IRS warns of COVID-19 scams related to stimulus payments
WASHINGTON, Va. (WDBJ) - The IRS is warning taxpayers about a new wave of COVID-19-related scams as the second round of Economic Impact Payments are being distributed.
The IRS’s Criminal Investigation Division said it has seen a variety of COVID-19 scams in recent months.
“IRS-CI wants to make sure all Virginians are aware of potential scams, in hopes of preventing them from being victimized,” said Special Agent in Charge Kelly R. Jackson. “Please stay vigilant of potential scammers looking to steal your identity and your money.”
According to the division, some common scams include:
Text messages asking for bank information in order to receive the $1,200 payments.
Phishing schemes using email, letters and social media messages with key words such as “coronavirus,” “COVID-19” and “stimulus” in various ways.
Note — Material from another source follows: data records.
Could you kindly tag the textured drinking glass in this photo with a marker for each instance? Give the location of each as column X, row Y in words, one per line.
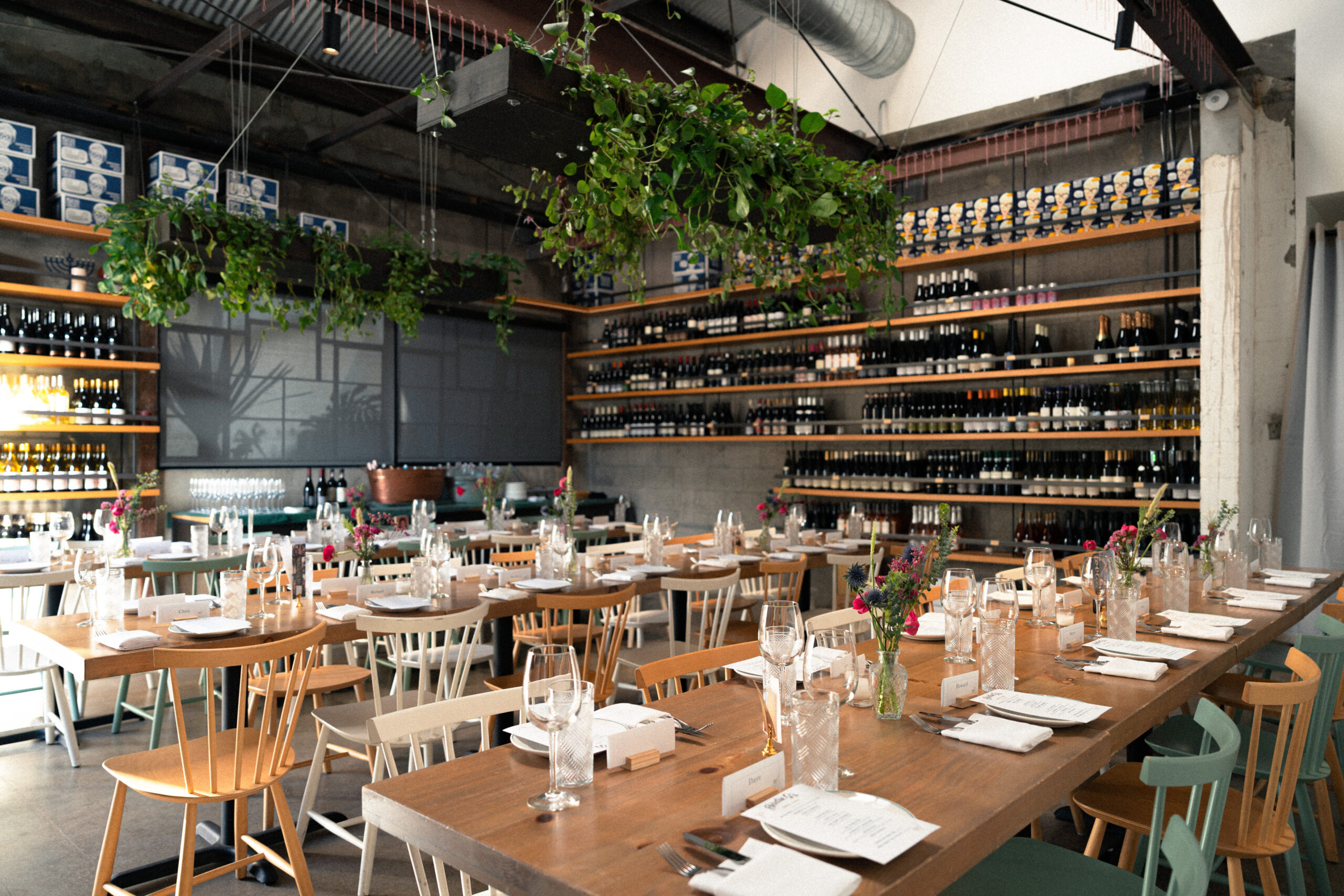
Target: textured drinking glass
column 574, row 746
column 816, row 739
column 112, row 593
column 233, row 594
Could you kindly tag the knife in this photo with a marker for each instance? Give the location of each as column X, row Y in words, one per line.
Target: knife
column 716, row 848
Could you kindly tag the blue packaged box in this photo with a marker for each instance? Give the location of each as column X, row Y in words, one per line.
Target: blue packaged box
column 18, row 139
column 330, row 225
column 183, row 171
column 82, row 212
column 253, row 188
column 69, row 181
column 87, row 152
column 255, row 210
column 15, row 170
column 20, row 201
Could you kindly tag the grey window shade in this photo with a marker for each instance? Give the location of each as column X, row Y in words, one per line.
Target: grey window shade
column 459, row 398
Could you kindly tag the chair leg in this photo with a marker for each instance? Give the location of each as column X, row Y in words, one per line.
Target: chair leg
column 68, row 719
column 292, row 847
column 109, row 840
column 311, row 787
column 187, row 858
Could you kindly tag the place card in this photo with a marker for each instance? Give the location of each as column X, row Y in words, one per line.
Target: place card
column 1147, row 649
column 658, row 735
column 1043, row 705
column 855, row 825
column 1070, row 637
column 753, row 779
column 959, row 688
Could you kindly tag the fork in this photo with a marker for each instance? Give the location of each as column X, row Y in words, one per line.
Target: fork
column 679, row 863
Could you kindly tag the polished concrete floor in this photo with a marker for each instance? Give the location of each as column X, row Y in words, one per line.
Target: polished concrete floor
column 53, row 816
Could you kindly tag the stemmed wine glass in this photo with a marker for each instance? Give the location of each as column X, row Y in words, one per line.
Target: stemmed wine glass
column 959, row 601
column 262, row 567
column 831, row 662
column 781, row 640
column 553, row 693
column 1098, row 577
column 1040, row 568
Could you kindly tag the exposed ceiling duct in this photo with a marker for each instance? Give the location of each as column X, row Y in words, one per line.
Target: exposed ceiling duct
column 872, row 37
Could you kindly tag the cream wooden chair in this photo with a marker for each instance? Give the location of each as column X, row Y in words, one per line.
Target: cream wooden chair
column 23, row 598
column 222, row 766
column 421, row 726
column 409, row 642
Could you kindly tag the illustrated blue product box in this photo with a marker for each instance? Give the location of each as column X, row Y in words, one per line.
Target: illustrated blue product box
column 18, row 139
column 70, row 181
column 253, row 188
column 330, row 225
column 183, row 171
column 15, row 170
column 82, row 212
column 87, row 152
column 20, row 201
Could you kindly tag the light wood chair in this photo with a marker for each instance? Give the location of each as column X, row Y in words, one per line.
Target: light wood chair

They are sent to large numbers of people in an attempt to gain personally identifying information and financial account information.
The sale of fake at-home COVID-19 tests, along with offers to sell fake cures, vaccines, pills and professional medical advice regarding unproven COVID-19 treatments.
Fake donation requests for individuals, groups and areas heavily affected by the virus.
Fake opportunities to invest in companies developing COVID-19 vaccines while promising that the “company” will dramatically increase in value as a result.
The IRS said the best way to keep from falling victim to scammers is to know how the IRS communicates with taxpayers. They do not send unsolicited texts or emails, nor do they call people with threats of jail or lawsuits. The IRS never demands tax payments on gift cards.
Taxpayers can also report fraud or theft of Economic Impact Payments to the Treasury Inspector General for Tax Administration.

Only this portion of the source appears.